Virginia Beach, Va. – Dead dolphins washed up on beaches in Virginia at an alarming rate in July.
Mark Swingle, Director of Research and Conservation at the Virginia Aquarium and Marine Science Center says the Virginia Aquarium Stranding Response Team has responded to 82 bottle-nosed dolphin strandings in 2013, with 44 of those happening in the month of July.
“An average year for us is about 65 dolphin stranding for the whole year, so we are quite far ahead of that pace,” Swingle explained. “If you go back 10 years, the average number of dolphins in a July would be about 6 or 7.”
Right now, researchers are trying to figure out how and why the dolphins are dying, but initial examinations suggest it’s not from typical human interactions like boat propellers or fishing nets.
“This has not been that way.

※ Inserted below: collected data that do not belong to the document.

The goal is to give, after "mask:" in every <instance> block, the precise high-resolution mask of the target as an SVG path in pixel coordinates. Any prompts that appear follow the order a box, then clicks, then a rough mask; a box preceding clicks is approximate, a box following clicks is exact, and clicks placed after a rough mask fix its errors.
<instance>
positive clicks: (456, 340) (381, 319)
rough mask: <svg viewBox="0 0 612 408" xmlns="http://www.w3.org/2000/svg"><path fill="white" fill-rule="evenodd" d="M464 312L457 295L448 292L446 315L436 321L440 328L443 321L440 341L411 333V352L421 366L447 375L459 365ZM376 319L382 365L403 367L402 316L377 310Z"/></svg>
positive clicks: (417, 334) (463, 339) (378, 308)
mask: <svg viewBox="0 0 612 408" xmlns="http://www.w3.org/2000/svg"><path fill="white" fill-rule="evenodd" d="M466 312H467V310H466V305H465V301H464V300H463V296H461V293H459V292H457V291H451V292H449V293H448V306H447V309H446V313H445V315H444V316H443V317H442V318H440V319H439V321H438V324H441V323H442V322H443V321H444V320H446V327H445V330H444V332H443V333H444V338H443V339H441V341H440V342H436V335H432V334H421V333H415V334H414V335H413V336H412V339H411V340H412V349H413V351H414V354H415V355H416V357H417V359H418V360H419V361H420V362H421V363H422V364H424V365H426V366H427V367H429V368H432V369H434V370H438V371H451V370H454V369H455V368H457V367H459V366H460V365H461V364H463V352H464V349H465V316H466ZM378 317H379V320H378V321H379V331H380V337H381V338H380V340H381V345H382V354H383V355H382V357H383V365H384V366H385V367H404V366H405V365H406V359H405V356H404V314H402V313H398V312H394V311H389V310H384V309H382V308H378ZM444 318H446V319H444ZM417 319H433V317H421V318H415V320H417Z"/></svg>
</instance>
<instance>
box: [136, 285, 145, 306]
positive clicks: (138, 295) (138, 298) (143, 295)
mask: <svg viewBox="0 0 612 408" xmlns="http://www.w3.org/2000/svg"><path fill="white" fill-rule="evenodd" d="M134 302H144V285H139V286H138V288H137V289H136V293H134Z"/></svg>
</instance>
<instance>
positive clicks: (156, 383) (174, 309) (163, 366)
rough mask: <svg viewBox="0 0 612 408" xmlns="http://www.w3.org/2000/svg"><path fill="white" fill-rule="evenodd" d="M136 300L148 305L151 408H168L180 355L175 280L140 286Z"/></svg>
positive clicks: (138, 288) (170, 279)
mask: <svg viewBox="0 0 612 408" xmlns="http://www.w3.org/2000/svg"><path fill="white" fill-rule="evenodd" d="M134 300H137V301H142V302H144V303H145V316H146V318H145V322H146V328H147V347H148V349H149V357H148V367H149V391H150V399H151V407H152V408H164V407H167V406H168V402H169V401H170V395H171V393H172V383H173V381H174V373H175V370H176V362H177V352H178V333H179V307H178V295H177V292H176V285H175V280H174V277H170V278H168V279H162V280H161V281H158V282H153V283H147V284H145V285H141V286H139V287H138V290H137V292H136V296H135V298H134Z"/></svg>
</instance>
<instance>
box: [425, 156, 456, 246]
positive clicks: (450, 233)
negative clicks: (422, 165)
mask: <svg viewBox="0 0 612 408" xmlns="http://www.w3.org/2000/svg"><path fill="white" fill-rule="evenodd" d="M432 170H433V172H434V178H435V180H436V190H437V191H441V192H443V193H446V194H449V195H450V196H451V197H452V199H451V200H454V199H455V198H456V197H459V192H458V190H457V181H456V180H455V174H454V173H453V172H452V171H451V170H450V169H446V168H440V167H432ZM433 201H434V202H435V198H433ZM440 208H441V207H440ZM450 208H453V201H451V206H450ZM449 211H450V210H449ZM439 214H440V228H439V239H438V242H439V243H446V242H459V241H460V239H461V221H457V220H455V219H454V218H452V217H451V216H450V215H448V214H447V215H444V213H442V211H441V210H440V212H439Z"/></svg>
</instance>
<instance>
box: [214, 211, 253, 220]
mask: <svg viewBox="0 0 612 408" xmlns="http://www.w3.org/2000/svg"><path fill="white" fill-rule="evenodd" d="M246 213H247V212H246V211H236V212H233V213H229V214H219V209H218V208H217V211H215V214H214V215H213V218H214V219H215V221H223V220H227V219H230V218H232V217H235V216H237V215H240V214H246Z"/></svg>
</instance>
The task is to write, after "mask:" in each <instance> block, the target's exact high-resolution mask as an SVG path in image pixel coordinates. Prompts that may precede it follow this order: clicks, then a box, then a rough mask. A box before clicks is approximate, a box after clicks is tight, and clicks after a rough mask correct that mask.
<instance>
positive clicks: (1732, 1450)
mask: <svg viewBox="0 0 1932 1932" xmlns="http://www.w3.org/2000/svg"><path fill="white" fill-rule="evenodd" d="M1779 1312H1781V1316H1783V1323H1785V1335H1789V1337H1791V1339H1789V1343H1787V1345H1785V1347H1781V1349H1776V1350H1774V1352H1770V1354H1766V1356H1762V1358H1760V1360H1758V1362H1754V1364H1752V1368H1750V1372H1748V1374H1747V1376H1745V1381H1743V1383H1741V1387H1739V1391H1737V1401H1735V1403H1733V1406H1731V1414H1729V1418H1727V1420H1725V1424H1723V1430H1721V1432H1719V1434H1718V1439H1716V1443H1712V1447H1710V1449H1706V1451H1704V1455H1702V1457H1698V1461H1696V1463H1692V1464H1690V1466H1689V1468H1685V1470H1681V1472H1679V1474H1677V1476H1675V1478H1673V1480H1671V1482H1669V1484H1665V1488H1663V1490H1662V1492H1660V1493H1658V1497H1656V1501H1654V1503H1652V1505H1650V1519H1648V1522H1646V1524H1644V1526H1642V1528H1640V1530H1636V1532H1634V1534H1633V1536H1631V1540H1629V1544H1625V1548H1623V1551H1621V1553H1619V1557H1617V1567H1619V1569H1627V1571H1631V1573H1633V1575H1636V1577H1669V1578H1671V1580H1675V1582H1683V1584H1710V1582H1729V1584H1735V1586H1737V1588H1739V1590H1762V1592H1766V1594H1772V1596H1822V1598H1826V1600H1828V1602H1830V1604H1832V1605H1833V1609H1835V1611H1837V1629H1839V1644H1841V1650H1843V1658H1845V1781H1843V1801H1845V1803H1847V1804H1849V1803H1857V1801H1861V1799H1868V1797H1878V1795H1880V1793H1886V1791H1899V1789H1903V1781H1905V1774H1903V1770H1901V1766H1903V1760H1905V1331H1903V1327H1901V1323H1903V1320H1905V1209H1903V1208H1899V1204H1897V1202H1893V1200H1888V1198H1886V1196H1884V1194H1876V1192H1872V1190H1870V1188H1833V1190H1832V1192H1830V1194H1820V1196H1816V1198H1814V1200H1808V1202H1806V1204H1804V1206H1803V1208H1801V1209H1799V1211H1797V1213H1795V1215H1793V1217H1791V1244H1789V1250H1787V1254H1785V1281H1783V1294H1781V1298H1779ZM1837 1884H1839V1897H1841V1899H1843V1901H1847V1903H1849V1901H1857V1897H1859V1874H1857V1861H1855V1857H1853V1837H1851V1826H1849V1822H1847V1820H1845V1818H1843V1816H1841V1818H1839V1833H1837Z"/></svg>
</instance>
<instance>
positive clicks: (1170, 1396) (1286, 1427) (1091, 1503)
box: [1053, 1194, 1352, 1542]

These animals don’t appear to have been involved in human activities, at least on cursory examination,” Swingle said.
The Virginia Aquarium and Marine Science Center is hoping testing of samples of tissue they are collecting from the dolphins may shed light on what’s happening.
“That we hope will tell us more information,” Swingle explained. “So we’ll have tissue samples and things that can be tested for pathology, disease and whether they’ve been exposed to toxic substances.”
Swingle says the dolphins that have washed up are of all different sizes and ages. The only similarities seem to be that most are male and most have been found in the Chesapeake Bay.
“We are finding them primarily in the Chesapeake Bay. Not in any one spot though – they are all over,” Swingle commented. “We’ve picked up animals all the way up near Maryland in the Chesapeake Bay.”
The Virginia Aquarium Stranding Response team is working with other coastal states to see if there are any similar trends happening elsewhere.
They stress that if you find a dolphin on the beach, don’t touch it, but immediately call the Stranding Response Team.